This review was conducted to enhance surveillance activities and deemed exempt by the Washington State Institutional Review Board.

HUS definitions

We considered four primary definitions of HUS (Appendix, Box A.1): Council of State and Territorial Epidemiologists (CSTE), hematology-focused, age-focused, and hospital diagnosis. The 1996 CSTE confirmed and probable criteria for postdiarrheal HUS (reaffirmed 2009) are used to report HUS cases to CDC (Council of State and Territorial Epidemiologists, 2009). The definition requires: anemia (Harriet Lane Service (Johns Hopkins Hospital), 2009); hematuria, proteinuria, serum creatinine concentration ≥1.0 mg/dL for children <13 years-old and ≥1.5 mg/dL for ≥13-year-olds, or 50% increase in serum creatinine concentration from baseline; HUS following diarrhea; and evidence of microangiopathic changes or HUS onset within 21 days of diarrhea onset (Council of State and Territorial Epidemiologists, 2009). The hematology-focused definition, which has been most frequently employed in studies using FoodNet data (Mody et al., 2015; Mody et al., 2012; Ong et al., 2012), is similar to the CSTE definition but includes thrombocytopenia, does not accept hematuria or proteinuria as sufficient evidence of renal injury, and requires microangiopathic changes on blood smear. The agefocused definition has been used in HUS case series from the Pacific Northwest (Ake et al., 2005; Klein et al., 2002; Wong et al., 2000; Wong et al., 2012), elsewhere in North America (Freedman et al., 2017), and Europe (Bielaszewska et al., 2006; Bielaszewska et al., 2007). It requires, all on the same day, hematocrit <30%, platelet count <150,000/mm3, and serum creatinine concentration above the upper limit of normal for age (Meites, 1989). Diagnosis of HUS in the discharge note or charge codes was included as the fourth definition (Appendix, Box A.1).

Antibiotic Use

Non-topical antibiotics of any class recorded in the chart as administered before or during hospitalization were included, but only if these agents were given one or more days before a reference date. For cases designated as HUS by any of the four definitions, the reference date was the day criteria for HUS were met. For cases who met no definition for HUS, the reference date was the date of the lowest observed hematocrit value, or if the hematocrit was not measured, the lowest circulating platelet concentration value. The first day of illness was considered to be the first day of diarrhea.

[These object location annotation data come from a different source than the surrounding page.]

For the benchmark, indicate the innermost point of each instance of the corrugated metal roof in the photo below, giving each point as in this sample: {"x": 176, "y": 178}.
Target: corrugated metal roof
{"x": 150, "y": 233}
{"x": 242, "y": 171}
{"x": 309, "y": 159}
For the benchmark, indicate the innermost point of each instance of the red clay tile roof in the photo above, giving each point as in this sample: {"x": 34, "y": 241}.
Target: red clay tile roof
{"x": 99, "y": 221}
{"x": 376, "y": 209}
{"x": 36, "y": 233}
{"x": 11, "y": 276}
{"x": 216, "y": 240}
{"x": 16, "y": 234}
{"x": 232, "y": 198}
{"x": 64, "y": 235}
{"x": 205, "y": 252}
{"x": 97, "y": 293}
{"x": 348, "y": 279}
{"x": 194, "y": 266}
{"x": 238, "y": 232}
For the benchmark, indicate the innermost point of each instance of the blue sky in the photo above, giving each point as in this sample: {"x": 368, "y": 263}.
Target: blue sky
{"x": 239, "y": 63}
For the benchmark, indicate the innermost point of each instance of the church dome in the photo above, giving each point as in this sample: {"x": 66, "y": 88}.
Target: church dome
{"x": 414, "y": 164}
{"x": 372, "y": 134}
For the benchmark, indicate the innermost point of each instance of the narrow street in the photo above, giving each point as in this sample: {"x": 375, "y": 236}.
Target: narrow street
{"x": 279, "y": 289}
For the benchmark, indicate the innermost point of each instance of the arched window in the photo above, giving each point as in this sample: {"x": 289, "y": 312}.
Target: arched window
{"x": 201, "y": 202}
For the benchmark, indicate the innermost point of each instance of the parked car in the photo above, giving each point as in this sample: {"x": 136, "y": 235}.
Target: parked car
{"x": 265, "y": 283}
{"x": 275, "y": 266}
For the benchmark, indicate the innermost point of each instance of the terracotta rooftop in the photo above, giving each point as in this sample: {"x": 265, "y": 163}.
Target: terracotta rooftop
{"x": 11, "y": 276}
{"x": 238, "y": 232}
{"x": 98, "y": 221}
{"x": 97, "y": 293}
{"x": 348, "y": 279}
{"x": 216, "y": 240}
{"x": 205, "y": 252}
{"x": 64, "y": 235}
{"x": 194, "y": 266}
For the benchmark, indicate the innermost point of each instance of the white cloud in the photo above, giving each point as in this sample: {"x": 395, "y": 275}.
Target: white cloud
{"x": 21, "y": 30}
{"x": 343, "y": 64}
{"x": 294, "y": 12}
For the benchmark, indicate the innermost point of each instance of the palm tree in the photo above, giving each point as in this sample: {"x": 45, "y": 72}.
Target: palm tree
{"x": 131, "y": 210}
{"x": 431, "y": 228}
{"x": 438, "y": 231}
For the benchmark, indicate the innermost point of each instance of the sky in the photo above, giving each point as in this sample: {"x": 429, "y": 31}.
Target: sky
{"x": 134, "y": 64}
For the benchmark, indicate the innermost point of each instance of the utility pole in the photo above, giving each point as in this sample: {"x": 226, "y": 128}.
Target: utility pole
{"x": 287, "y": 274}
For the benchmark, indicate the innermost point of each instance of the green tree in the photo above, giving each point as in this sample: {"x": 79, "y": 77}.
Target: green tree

Antibiotic use was compared across strata of pertinent demographic and clinical variables. For age <18 vs. ≥18 years-old, the proportion and asymptotic 95% confidence intervals (CI) of hospitalized E. coli O157:H7 cases receiving antibiotics were calculated, and annual proportions were graphed.

Statistical Analysis

We considered several variables in our causal model for the association between antibiotic use and HUS (Appendix, Figure A.1). Because inclusion in this study was conditioned on hospitalization, adjustment for age and symptoms were considered necessary to control for confounding. However, because almost all cases experienced bloody diarrhea, there was insufficient variation to include this particular variable in the model. In the presence of bloody diarrhea, we believed that vomiting would not drive decisions to use these agents. Therefore, the primary analysis was not conditioned on vomiting. Logistic regression was used to estimate the association between HUS status, as determined by each of the four definitions, and antibiotic use, adjusted for age (continuous). The antibiotic use coefficient was exponentiated to obtain the odds ratio (OR), and the 95% CI was calculated.

We examined the frequency of administration of individual antibiotic classes. For the three most commonly administered classes (nitroimidazoles, fluoroquinolones, and β-lactams), we repeated the primary analysis. Exposed cases were those who received an antibiotic of the given class prior to their reference date. Unexposed cases were those who received no antibiotics prior to their reference date.

We conducted three sensitivity analyses. First, for cases whose hospital charts indicated use of an antibiotic but without indication if treatment was commenced before HUS onset or the case’s reference date, we imputed values that would, in turn, minimize and maximize the observed association according to each definition. Second, we repeated the regression models including only cases with bloody diarrhea to remove potential confounding through bloody diarrhea. Third, we repeated the regression models excluding cases who received antibiotics prior to hospitalization to remove this potential source of selection bias.

We used R (R Core Team, 2017) for all analyses.

RESULTS

Of 1160 culture-confirmed E. coli O157:H7 cases in Washington State during the study period, 471 (41%) were hospitalized. No hospital was specified on case report forms for 18 cases, and records for 20 additional cases could not be located at the hospital entered in the State database. We could not determine antibiotic use or the day of antibiotic initiation for 28 (6.5%) of the 433 remaining cases. Hence, primary analyses were limited to the 405 cases with complete antibiotic use information.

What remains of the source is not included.